Submitted to: Transactions of the ASAE
Publication Type: Peer Reviewed Journal
Publication Acceptance Date: 1/27/1998
Publication Date: N/A
Interpretive Summary: Insects that infest grain in storage account for vast economic losses. Many physical and biological methods for controlling such insects have been studied because of potential health hazards of pesticides, but treatment with chemical pesticides is still essential for protection of grain from stored-grain insects. Treatment of infested grain by high frequency and microwave dielectric heating can be effective, but the costs have been too high for practicability. New interest in controlling stored-grain insects with higher frequency microwave energy than has previously been explored has indicated the need for information on the dielectric properties of the insects at these higher frequencies. The relative values of the dielectric properties of the grain and the insects are important in determining the possibility for selective heating of the insects. Therefore, these properties of adult insects of the rice weevil, red flour beetle, sawtoothed grain beetle, and lesser grain borer were measured at frequencies from 200 MHZ to 20 GHz Earlier studies showed that frequencies between 10 to 100 MHZ were much more effective than frequencies up to 12 GHz in controlling the insects in infested grain. The new data indicate that no advantage, compared to the lower frequencies, can be expected for microwave frequencies up to 20 GHz. However, the new data will be helpful to those who continue to explore the possibilities for insect control with microwave energy.
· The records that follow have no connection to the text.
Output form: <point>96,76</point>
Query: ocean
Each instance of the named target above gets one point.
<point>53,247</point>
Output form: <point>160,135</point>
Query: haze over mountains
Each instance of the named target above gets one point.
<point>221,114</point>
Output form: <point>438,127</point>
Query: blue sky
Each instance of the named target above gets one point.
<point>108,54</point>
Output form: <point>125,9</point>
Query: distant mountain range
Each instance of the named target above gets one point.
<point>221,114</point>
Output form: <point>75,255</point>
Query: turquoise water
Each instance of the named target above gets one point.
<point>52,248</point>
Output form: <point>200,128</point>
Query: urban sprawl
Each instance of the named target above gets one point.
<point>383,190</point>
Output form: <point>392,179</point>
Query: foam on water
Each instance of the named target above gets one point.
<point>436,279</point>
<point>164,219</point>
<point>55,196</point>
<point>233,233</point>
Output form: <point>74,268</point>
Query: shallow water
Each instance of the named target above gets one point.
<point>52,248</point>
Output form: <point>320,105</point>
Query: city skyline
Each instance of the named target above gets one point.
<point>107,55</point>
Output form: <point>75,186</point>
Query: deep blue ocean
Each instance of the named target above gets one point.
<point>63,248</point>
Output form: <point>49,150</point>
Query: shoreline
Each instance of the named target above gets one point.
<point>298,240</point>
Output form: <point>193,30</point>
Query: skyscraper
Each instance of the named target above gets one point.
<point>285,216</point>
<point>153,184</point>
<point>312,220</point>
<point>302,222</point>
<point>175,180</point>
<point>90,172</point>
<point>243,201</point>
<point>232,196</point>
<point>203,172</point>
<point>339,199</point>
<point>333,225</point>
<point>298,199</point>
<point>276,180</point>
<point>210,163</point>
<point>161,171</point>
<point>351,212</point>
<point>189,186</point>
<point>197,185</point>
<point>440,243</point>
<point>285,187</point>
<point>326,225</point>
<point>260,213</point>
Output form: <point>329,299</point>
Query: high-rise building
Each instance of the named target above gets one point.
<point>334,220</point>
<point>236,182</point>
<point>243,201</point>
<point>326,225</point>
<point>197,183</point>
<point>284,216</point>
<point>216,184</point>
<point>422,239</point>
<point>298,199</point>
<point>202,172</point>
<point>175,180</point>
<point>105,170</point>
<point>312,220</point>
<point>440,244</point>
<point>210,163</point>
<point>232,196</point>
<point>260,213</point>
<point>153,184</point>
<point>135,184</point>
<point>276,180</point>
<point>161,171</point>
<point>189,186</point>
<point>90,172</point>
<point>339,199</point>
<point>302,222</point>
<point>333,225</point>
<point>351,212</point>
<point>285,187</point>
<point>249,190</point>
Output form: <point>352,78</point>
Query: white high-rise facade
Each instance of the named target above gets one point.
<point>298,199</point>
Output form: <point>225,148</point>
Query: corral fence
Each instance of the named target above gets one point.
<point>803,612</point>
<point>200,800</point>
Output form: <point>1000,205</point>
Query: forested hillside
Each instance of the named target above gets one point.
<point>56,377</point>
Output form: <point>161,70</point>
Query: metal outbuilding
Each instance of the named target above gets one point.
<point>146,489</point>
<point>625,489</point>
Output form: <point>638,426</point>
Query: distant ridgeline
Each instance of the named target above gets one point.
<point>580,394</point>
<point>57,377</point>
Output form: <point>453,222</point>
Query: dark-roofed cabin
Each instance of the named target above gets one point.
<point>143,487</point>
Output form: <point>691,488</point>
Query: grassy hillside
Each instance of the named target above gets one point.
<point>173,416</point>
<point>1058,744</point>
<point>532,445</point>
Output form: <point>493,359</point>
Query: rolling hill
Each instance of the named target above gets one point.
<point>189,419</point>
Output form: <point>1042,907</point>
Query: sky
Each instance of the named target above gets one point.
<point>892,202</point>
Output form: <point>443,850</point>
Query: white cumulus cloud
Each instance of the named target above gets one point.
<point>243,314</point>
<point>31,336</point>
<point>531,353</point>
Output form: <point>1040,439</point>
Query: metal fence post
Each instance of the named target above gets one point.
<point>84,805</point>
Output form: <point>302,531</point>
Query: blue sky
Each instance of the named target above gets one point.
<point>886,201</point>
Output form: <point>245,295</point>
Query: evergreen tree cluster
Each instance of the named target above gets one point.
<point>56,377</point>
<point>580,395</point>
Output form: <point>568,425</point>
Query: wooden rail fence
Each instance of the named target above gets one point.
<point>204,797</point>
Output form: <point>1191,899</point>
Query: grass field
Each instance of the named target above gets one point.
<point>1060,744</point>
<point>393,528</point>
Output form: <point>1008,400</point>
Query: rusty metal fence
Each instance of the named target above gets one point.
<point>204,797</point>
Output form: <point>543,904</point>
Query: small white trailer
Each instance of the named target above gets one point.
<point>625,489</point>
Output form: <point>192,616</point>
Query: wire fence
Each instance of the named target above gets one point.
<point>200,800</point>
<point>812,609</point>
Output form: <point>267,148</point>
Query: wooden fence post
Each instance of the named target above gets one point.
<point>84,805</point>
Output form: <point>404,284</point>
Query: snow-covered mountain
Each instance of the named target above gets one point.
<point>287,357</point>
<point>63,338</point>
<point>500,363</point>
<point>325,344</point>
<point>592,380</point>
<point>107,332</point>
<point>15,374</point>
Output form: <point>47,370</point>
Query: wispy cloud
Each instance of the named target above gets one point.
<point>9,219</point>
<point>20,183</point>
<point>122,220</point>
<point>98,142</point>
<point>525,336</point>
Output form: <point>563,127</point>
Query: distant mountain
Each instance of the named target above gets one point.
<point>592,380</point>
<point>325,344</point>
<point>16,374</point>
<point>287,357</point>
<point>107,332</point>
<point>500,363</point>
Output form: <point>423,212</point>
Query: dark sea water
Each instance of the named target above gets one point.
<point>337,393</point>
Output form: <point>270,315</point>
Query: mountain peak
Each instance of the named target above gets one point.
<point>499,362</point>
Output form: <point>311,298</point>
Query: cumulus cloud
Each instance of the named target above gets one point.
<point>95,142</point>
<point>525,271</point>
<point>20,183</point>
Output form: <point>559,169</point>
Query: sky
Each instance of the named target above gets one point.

Technical Abstract: The permittivities of bulk samples of adult insects of the rice weevil, red flour beetle, sawtoothed grain beetle, and lesser grain borer were measured at single frequencies of 9.4 and 11.7 GHz in X-band waveguide at about 23 deg C, and permittivities of homogenized samples of the same species were measured from 0.2 to 20 GHz at temperatures from 10 to 70 deg C with an open-ended coaxial-line probe and network analyzer. Sample densities for the coaxial-line probe measurements were determined from the X-band measurements with a linear relationship between the cube root of the dielectric constant and sample bulk density determined from permittivity measurements on bulk rice weevil samples in a waveguide sample holder taken with the short-circuited line technique. Since linearity of the cube root of the dielectric constant with bulk density is consistent with the Landau & Lifshitz, Looyenga dielectric mixture equation, this equation was used to ocalculate estimated dielectric constants and loss factors of the insects from measured permittivities and volume fractions determined from measured bulk density and adult insect density determined by air-comparison pycnometer measurements. Estimated dielectric constants and loss factors of the insects are presented graphically for temperatures from 10 to 70 deg C, and tabulated data are provided for range information and comparative purposes.